Obama signs defense bill restricting Gitmo transfers
Top news: President Barack Obama put aside his threat of a veto and signed
a Defense Authorization bill that severely limits the administration's
ability to move detainees out of Guantanamo Bay, but included a signing
statement suggesting he might challenge the provisions.
The National Defense Authorization Act of 2013 places new limits on the repatriation of detainees to countries like Yemen, where the majority of transfers have taken place, and also limits the Pentagon's ability to transfer detainees from Afghanistan's Bagram Air Base.
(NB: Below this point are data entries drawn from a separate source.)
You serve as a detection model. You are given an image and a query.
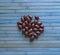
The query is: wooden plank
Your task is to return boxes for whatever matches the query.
[16,10,60,13]
[0,41,60,48]
[0,12,60,16]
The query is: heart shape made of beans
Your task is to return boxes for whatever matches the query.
[17,15,44,41]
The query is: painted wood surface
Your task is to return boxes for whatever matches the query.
[0,0,60,55]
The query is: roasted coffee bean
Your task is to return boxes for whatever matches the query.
[34,33,38,38]
[35,25,40,28]
[25,31,29,36]
[17,15,44,41]
[30,35,35,41]
[25,26,29,31]
[39,28,44,32]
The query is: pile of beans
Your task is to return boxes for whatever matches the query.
[17,15,44,41]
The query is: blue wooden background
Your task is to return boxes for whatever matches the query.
[0,0,60,55]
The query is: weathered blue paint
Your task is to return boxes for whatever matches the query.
[0,0,60,55]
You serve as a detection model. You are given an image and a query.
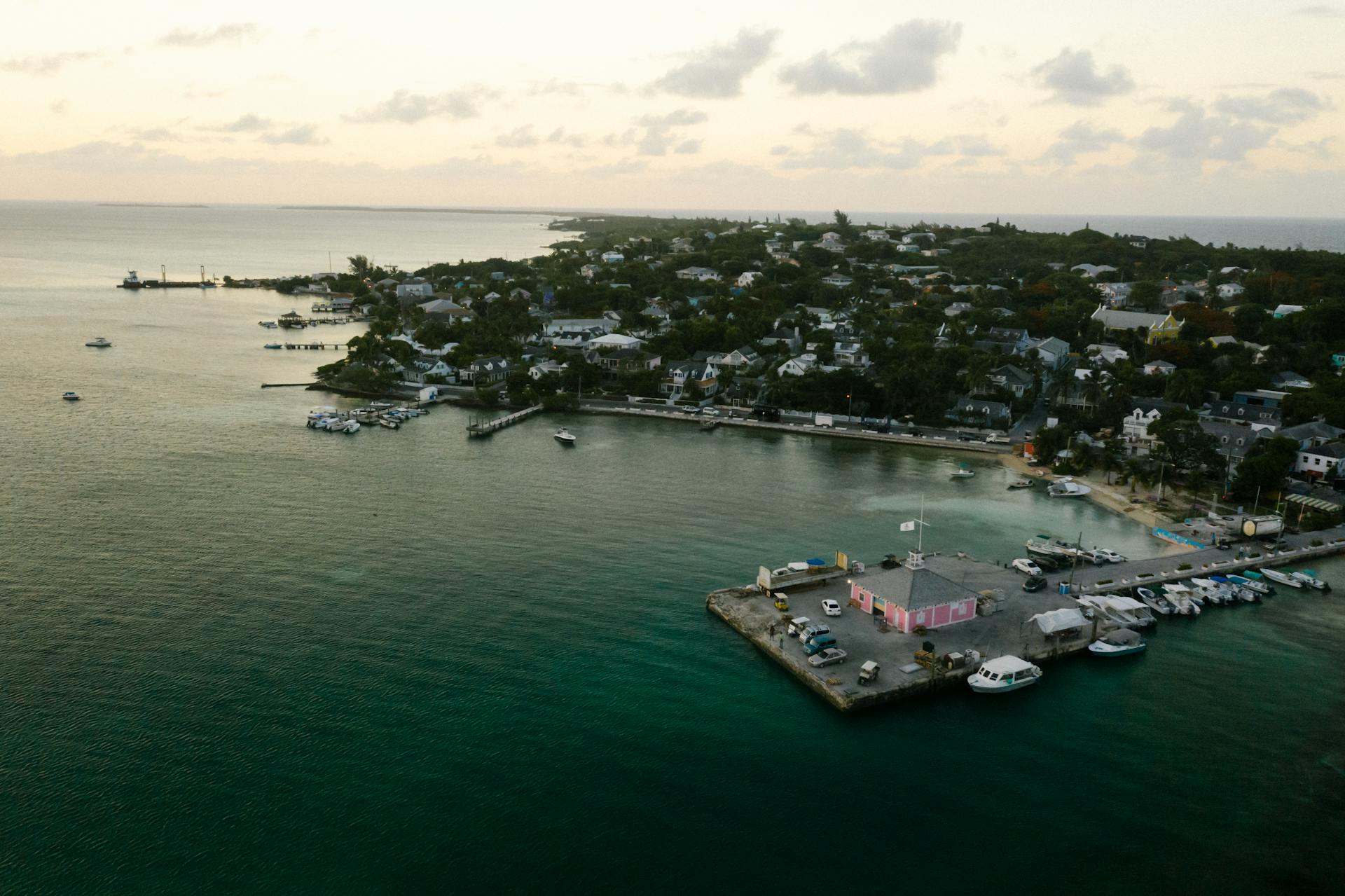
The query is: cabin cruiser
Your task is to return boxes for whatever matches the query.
[967,656,1041,694]
[1288,569,1332,591]
[1088,628,1149,656]
[1135,586,1177,616]
[1162,583,1200,616]
[1259,566,1304,588]
[1047,476,1092,498]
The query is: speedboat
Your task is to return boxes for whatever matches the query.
[1135,586,1177,616]
[967,656,1041,694]
[1259,566,1306,588]
[1288,569,1332,591]
[1088,628,1149,656]
[1224,572,1275,595]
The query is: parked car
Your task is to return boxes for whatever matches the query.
[799,623,832,645]
[808,647,846,668]
[803,635,836,656]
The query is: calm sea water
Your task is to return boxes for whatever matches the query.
[0,210,1345,893]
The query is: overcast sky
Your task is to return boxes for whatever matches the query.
[0,0,1345,216]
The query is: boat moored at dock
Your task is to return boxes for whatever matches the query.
[967,656,1041,694]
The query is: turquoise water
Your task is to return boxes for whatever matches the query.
[0,205,1345,893]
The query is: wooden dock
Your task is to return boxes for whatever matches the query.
[467,405,542,439]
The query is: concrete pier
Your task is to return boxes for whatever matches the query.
[706,528,1345,712]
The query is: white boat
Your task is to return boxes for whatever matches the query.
[1047,476,1092,498]
[1135,588,1177,616]
[1162,583,1200,616]
[1088,628,1149,656]
[1225,572,1275,595]
[1288,569,1332,591]
[967,656,1041,694]
[1259,566,1303,588]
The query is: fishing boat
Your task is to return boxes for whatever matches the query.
[1288,569,1332,591]
[1088,628,1149,656]
[1135,586,1177,616]
[967,656,1041,694]
[1225,570,1275,596]
[1047,476,1092,498]
[1257,566,1303,588]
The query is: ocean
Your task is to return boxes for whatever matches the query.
[0,206,1345,893]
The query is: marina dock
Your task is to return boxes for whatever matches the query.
[467,405,542,439]
[706,526,1345,712]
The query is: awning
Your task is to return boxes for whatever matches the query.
[1285,494,1341,514]
[1032,609,1088,635]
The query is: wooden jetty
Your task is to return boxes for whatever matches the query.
[467,405,542,437]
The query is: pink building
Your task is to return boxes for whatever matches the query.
[850,550,977,634]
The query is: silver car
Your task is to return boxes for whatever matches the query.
[808,647,846,668]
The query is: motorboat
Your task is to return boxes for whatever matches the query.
[1135,586,1177,616]
[1288,569,1332,591]
[1047,476,1092,498]
[1257,566,1306,588]
[967,656,1041,694]
[1162,583,1200,616]
[1224,572,1275,595]
[1088,628,1149,656]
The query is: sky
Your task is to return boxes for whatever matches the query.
[0,0,1345,216]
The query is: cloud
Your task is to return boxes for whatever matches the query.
[632,109,709,156]
[772,127,1003,171]
[200,113,272,133]
[1040,121,1126,165]
[546,127,588,149]
[647,28,780,99]
[342,88,497,124]
[1138,101,1275,161]
[1215,88,1332,124]
[0,51,102,76]
[156,22,261,47]
[257,125,327,146]
[780,19,962,95]
[495,125,539,149]
[1030,47,1135,106]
Obama signed the bill, saying its other provisions on military funding couldn't be delayed, but included a signing statement suggesting that if its provisions were being implemented “in a manner that violates constitutional separation of powers principles, my administration will implement it to avoid the constitutional conflict”. Obama issued a similar statement on the 2012 version of the act, but did not follow on challenging that law. Obama still claims that his administration aims to close the Guantanamo detention center, where 166 men remain in custody, but his failure to do so in his first term, as promised, has angered human rights groups. “President Obama has utterly failed the first test of his second term, even before Inauguration Day,” said Anthony Romero, executive director of the ACLU, responding to the new bill. The bill may also have the unintended effect of reducing the number of prosecutions by military commission carried out at Guantanamo, as it makes it more difficult for prosecutors to offer plea deals. Syria: U.S. troops have reportedly landed in Turkey to man Patriot missile defense batteries near the Syrian border.